The past and present wilt–I have fill’d them, emptied them.
And proceed to fill my next fold of the future.
Listener up there! what have you to confide to me?
Look in my face while I snuff the sidle of evening,
(Talk honestly, no one else hears you, and I stay only a minute longer.)
Do I contradict myself?
Very well then I contradict myself,
(I am large, I contain multitudes.)
I concentrate toward them that are nigh, I wait on the door-slab.
Who has done his day’s work? who will soonest be through with his supper?
Who wishes to walk with me?
Will you speak before I am gone? will you prove already too late?
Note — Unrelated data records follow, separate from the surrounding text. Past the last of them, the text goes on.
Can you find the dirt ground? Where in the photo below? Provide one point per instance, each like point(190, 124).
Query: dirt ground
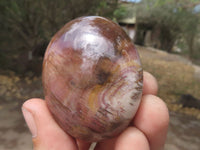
point(183, 134)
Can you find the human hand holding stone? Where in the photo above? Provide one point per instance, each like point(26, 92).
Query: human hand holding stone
point(147, 130)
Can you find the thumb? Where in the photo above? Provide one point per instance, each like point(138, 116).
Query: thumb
point(46, 134)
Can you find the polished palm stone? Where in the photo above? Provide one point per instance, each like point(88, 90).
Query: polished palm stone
point(92, 78)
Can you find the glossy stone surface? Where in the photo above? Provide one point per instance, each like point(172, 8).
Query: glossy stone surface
point(92, 78)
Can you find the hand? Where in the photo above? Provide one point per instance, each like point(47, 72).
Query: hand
point(147, 131)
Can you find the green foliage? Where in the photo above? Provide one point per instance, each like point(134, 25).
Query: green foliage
point(176, 19)
point(25, 24)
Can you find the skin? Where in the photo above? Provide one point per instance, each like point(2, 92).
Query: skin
point(147, 130)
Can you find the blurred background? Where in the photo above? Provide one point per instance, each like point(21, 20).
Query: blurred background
point(166, 34)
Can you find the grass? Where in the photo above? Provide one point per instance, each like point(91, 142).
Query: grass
point(175, 77)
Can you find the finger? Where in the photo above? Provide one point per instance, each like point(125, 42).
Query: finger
point(150, 85)
point(152, 119)
point(83, 145)
point(130, 139)
point(47, 135)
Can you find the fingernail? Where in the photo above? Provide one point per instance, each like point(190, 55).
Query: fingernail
point(30, 121)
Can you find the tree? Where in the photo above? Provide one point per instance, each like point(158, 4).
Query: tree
point(171, 18)
point(28, 25)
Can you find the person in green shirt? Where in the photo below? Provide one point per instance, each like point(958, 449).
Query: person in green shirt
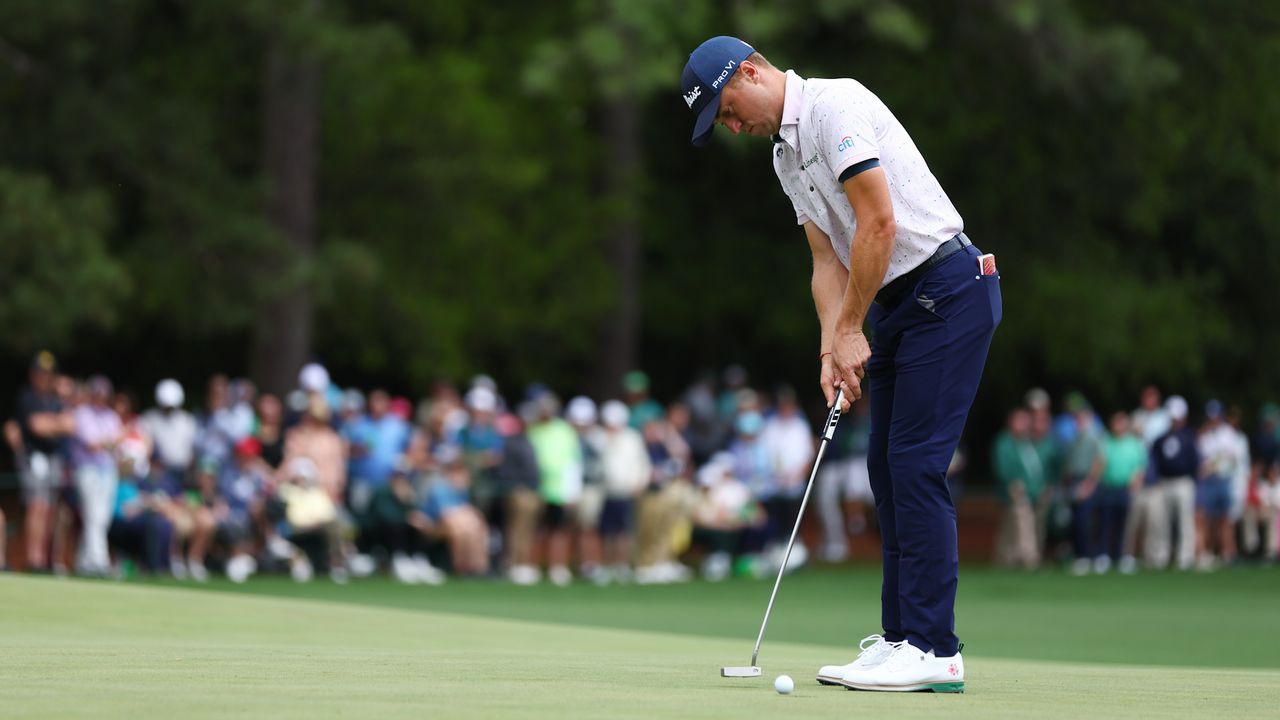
point(1082, 466)
point(1123, 474)
point(560, 466)
point(1022, 477)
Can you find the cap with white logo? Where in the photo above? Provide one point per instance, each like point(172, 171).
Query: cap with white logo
point(705, 74)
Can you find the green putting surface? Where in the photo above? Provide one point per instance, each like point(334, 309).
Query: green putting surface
point(96, 648)
point(1216, 620)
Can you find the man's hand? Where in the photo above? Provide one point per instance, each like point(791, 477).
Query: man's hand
point(849, 354)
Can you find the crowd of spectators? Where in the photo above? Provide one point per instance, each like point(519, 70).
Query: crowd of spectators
point(1156, 487)
point(466, 482)
point(471, 482)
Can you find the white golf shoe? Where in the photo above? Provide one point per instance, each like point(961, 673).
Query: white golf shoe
point(908, 669)
point(872, 651)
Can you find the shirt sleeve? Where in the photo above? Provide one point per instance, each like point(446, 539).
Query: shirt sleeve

3 thoughts on “>Walt Whitman

  1. Anonymous

    >like the ending better

    I bequeath myself to the dirt, to grow from the grass I love;
    If you want me again, look for me under your boot-soles
    You will hardly know who I am, or what I mean;
    But I shall be good health to you nevertheless,
    And filter and fibre your blood.
    Failing to fetch me at first, keep encouraged;
    Missing me one place, search another;
    I stop somewhere, waiting for you.
    Among the men and women the multitude,
    I perceive one picking me out by secret and divine signs,
    Acknowledging none else, not parent, wife, husband, brother, child, any nearer than I am,
    Some are baffled, but that one is not–that one knows me.
    Ah lover and perfect equal,
    I meant that you should discover me so by faint indirections,
    And I when I meet you mean to discover you by the like in you.